Da allora le cose sono molto cambiate. Nel 2007, grazie al confuso immobilismo del governo Prodi, la sinistra era più in difficoltà della destra. Oggi è il contrario. La destra, con la sua incapacità di cambiare classe dirigente, è così autolesionista che diventerà la sorgente principale del voto a Montezemolo.

L’impronta laica e liberale di Italia Futura potrebbe ostacolare la conquista di consensi nell’area cattolica del Terzo Polo?
Senz’altro. Specie se il partito di Montezemolo dovesse dire alcune verità sul Mezzogiorno, riserva di clientele per i partiti di matrice cattolica. Tuttavia ritengo più probabile che, sul Sud, il movimento finirà per far prevalere la prudenza.

Una discesa in campo del presidente del Cavallino potrebbe essere percepita dagli elettori del centrodestra come una riedizione del ‘94 berlusconiano?
Sì, ma solo da una parte non numerosa di quel mondo. Una delle ragioni del fallimento del progetto del “partito liberale di massa” risiede nel fatto che, nel 1994, il voto per Berlusconi fu soprattutto un voto contro la sinistra, più che una scelta consapevole per una svolta liberale nella politica economica italiana. Altrimenti gli elettori di Berlusconi si sarebbero fatti sentire di più, in questi due decenni.
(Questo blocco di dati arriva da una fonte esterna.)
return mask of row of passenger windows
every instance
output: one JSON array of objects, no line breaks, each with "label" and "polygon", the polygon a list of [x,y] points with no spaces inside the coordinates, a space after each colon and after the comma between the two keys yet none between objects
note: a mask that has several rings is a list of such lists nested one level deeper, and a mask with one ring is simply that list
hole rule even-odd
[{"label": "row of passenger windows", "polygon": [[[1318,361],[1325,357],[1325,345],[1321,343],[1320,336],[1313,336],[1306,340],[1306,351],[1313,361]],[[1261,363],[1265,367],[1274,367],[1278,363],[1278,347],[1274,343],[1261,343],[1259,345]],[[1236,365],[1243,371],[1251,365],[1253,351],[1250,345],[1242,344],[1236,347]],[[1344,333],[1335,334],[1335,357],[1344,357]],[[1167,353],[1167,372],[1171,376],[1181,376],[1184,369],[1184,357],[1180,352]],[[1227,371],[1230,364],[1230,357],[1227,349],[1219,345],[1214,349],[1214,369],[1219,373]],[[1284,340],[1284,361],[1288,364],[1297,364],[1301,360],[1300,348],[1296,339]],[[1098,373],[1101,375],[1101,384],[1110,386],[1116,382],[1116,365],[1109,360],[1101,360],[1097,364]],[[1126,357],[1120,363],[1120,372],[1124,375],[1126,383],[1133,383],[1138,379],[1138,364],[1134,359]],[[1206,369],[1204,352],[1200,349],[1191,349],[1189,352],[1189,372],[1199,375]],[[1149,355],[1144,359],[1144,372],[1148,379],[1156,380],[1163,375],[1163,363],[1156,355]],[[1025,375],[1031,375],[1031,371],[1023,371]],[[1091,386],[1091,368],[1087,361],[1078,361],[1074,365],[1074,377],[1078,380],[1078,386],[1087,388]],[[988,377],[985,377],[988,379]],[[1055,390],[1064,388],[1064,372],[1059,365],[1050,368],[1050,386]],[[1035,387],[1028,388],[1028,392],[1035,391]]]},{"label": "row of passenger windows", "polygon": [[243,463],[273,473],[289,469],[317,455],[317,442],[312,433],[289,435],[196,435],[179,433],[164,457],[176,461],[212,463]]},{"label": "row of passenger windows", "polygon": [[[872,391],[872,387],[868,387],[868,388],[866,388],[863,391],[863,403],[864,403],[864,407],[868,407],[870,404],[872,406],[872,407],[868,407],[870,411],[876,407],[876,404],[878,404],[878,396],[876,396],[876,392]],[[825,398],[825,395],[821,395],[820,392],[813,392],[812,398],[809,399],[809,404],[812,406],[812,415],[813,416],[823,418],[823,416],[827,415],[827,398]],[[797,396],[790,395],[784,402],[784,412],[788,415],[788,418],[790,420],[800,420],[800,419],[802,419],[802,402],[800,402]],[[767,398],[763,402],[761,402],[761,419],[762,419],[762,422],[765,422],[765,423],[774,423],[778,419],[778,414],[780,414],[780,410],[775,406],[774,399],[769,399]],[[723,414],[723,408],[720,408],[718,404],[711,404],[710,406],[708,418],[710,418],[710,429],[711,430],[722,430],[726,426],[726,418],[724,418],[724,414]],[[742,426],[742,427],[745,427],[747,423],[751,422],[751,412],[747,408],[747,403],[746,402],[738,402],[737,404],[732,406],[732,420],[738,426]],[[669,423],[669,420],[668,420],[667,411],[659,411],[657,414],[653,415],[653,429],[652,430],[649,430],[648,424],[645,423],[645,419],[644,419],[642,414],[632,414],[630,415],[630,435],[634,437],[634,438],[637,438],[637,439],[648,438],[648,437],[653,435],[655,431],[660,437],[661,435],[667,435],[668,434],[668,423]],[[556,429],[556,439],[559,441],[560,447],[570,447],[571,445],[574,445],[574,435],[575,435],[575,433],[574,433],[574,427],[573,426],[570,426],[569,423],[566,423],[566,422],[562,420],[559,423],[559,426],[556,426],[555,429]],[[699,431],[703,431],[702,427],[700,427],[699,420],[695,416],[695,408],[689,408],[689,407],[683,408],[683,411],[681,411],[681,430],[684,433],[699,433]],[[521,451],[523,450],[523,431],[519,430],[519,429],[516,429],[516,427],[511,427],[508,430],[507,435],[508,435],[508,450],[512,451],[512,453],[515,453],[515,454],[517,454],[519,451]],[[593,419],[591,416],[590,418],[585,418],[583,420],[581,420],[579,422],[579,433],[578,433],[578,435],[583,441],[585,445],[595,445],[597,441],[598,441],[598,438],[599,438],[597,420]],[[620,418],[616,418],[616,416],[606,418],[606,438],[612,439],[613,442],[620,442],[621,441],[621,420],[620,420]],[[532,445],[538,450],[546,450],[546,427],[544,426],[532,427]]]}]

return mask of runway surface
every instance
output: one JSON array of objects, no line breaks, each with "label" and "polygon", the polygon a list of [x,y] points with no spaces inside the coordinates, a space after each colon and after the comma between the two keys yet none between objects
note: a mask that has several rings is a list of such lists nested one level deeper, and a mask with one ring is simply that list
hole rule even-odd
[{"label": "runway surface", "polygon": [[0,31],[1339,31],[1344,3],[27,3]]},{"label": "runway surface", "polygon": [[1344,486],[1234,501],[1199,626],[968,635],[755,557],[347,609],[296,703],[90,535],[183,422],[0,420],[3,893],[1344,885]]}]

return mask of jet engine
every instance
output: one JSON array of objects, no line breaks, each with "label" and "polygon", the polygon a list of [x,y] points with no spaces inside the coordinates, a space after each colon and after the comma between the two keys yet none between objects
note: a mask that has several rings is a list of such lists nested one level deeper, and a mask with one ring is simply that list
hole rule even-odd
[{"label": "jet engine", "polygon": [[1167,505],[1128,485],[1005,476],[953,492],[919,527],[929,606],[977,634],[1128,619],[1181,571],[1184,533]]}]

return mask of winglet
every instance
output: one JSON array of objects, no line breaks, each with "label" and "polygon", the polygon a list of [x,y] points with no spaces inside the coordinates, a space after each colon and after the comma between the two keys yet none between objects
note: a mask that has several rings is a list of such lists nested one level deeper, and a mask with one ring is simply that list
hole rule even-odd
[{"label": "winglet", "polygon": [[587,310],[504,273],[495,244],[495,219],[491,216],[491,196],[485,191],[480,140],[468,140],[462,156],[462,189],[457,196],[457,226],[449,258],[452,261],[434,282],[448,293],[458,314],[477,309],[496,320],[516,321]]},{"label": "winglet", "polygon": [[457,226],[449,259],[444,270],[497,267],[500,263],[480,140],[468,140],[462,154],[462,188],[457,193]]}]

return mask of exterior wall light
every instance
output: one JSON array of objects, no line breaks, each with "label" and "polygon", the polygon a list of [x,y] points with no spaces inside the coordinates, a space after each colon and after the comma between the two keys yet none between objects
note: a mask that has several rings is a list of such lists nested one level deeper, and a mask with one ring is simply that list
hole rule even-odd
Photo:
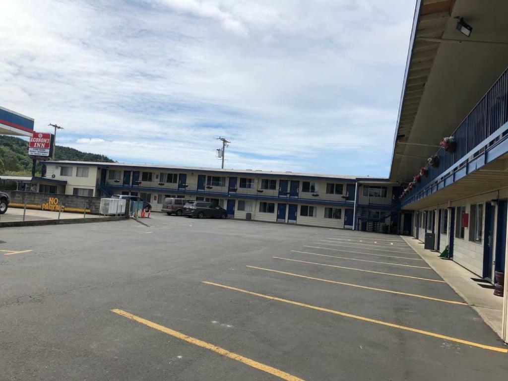
[{"label": "exterior wall light", "polygon": [[473,31],[473,27],[466,23],[463,17],[461,17],[457,23],[457,30],[466,37],[469,37]]}]

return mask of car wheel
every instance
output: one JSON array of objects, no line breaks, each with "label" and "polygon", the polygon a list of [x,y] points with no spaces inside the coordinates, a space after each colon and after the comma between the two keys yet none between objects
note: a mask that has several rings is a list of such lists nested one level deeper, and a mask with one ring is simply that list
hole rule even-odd
[{"label": "car wheel", "polygon": [[0,201],[0,214],[3,214],[7,211],[7,203],[3,200]]}]

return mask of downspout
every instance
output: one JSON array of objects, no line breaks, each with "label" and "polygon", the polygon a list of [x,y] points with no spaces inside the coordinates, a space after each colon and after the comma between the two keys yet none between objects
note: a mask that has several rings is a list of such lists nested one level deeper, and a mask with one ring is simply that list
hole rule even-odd
[{"label": "downspout", "polygon": [[353,230],[356,230],[358,224],[356,221],[356,209],[358,203],[358,182],[357,181],[355,184],[355,206],[353,208]]}]

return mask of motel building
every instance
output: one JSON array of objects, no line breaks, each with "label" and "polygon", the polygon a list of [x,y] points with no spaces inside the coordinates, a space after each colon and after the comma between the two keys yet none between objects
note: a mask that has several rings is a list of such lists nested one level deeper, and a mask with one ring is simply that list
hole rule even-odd
[{"label": "motel building", "polygon": [[504,0],[418,2],[390,174],[404,230],[493,283],[506,272],[506,15]]},{"label": "motel building", "polygon": [[213,202],[229,218],[370,232],[396,232],[400,187],[386,178],[293,172],[51,161],[55,193],[141,197],[160,211],[164,199]]}]

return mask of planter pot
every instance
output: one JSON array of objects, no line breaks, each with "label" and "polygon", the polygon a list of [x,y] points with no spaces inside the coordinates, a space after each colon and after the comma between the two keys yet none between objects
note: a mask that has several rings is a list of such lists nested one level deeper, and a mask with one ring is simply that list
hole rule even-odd
[{"label": "planter pot", "polygon": [[494,290],[494,295],[496,296],[502,296],[504,291],[504,272],[494,271],[494,277],[496,282],[496,289]]}]

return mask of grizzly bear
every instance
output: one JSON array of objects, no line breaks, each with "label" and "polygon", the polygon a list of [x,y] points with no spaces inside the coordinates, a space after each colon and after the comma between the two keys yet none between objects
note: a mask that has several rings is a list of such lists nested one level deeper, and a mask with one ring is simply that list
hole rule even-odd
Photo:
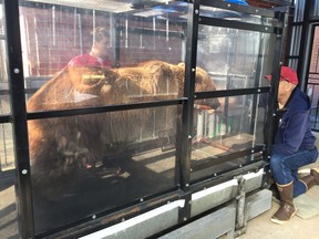
[{"label": "grizzly bear", "polygon": [[[61,111],[183,97],[184,64],[148,61],[132,67],[63,69],[27,103],[28,112]],[[195,91],[215,91],[207,72],[196,69]],[[217,98],[196,101],[217,108]],[[37,194],[79,184],[85,166],[124,150],[132,142],[154,137],[154,132],[175,128],[177,106],[135,108],[75,116],[52,116],[28,122],[32,184]],[[154,122],[154,118],[155,122]],[[155,129],[154,129],[155,128]],[[176,132],[175,132],[176,133]],[[52,186],[51,181],[63,181]]]}]

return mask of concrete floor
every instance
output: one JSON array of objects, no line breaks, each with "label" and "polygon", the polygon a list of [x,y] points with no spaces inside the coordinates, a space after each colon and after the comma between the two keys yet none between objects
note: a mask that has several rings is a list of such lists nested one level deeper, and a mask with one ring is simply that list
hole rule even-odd
[{"label": "concrete floor", "polygon": [[[317,146],[319,146],[319,133],[315,133]],[[318,147],[319,148],[319,147]],[[319,158],[315,164],[299,170],[307,174],[309,168],[319,168]],[[313,186],[306,193],[313,199],[319,200],[319,186]],[[295,216],[285,225],[276,225],[270,221],[271,216],[279,208],[279,204],[272,200],[271,209],[248,221],[247,231],[238,239],[318,239],[319,215],[310,219],[301,219]]]},{"label": "concrete floor", "polygon": [[[319,200],[319,186],[307,191]],[[248,221],[247,231],[238,239],[318,239],[319,215],[311,219],[301,219],[295,216],[285,225],[276,225],[270,217],[279,208],[279,204],[272,200],[271,209]]]}]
Quale legge elettorale converrebbe di più a Montezemolo?
Il doppio turno uninominale maggioritario, a meno che il suo scopo sia solo quello di esistere in Parlamento. Grazie al doppio turno di collegio la sua lista, se riuscisse ad arrivare seconda alla prima tornata, nel voto decisivo potrebbe raccogliere i suffragi di tutti coloro che non desiderano riconsegnare l’Italia a un governo-marmellata come sarebbe quello che sta preparando la “sinistra di Vasto”, con Bersani, Di Pietro, Vendola e gli inevitabili cespugli. Per realizzare un’operazione del genere è però indispensabile convincere l’opinione pubblica che le forze riunite intorno a Montezemolo non sono un’armata Brancaleone accomunata dall’anticomunismo o dall’ostilità verso la sinistra.

L’Italia del futuro sarà dominata dal bipolarismo tra Montezemolo e Grillo?
Non credo granché al fenomeno Grillo. Anche se per ora i grillini sono più di sinistra che di destra, alla resa dei conti non faranno troppi danni alle forze progressiste, non più di quelli che riusciranno a provocare al campo conservatore. L’elettore di sinistra tipico, infatti, non è una persona di mente libera, che considera il voto una scelta come un’altra. L’elettore di sinistra tipico mugugna contro i partiti della sinistra per tutta la legislatura, si indigna e si arrabbia, sacramenta e giura di non votarli più, ma poi immancabilmente li sceglie. L’altro ieri contro il pericolo del fascismo, ieri contro il tiranno Berlusconi, domani chissà. Per questo Grillo mi sembra più pericoloso per la destra che per la sinistra. Al momento buono, le Cinque Stelle potrebbero attirare l’elettorato qualunquista naturalmente incline a votare a destra, ma potrebbero non farcela a sedurre l’elettorato di sinistra, molto più stabile e conformista.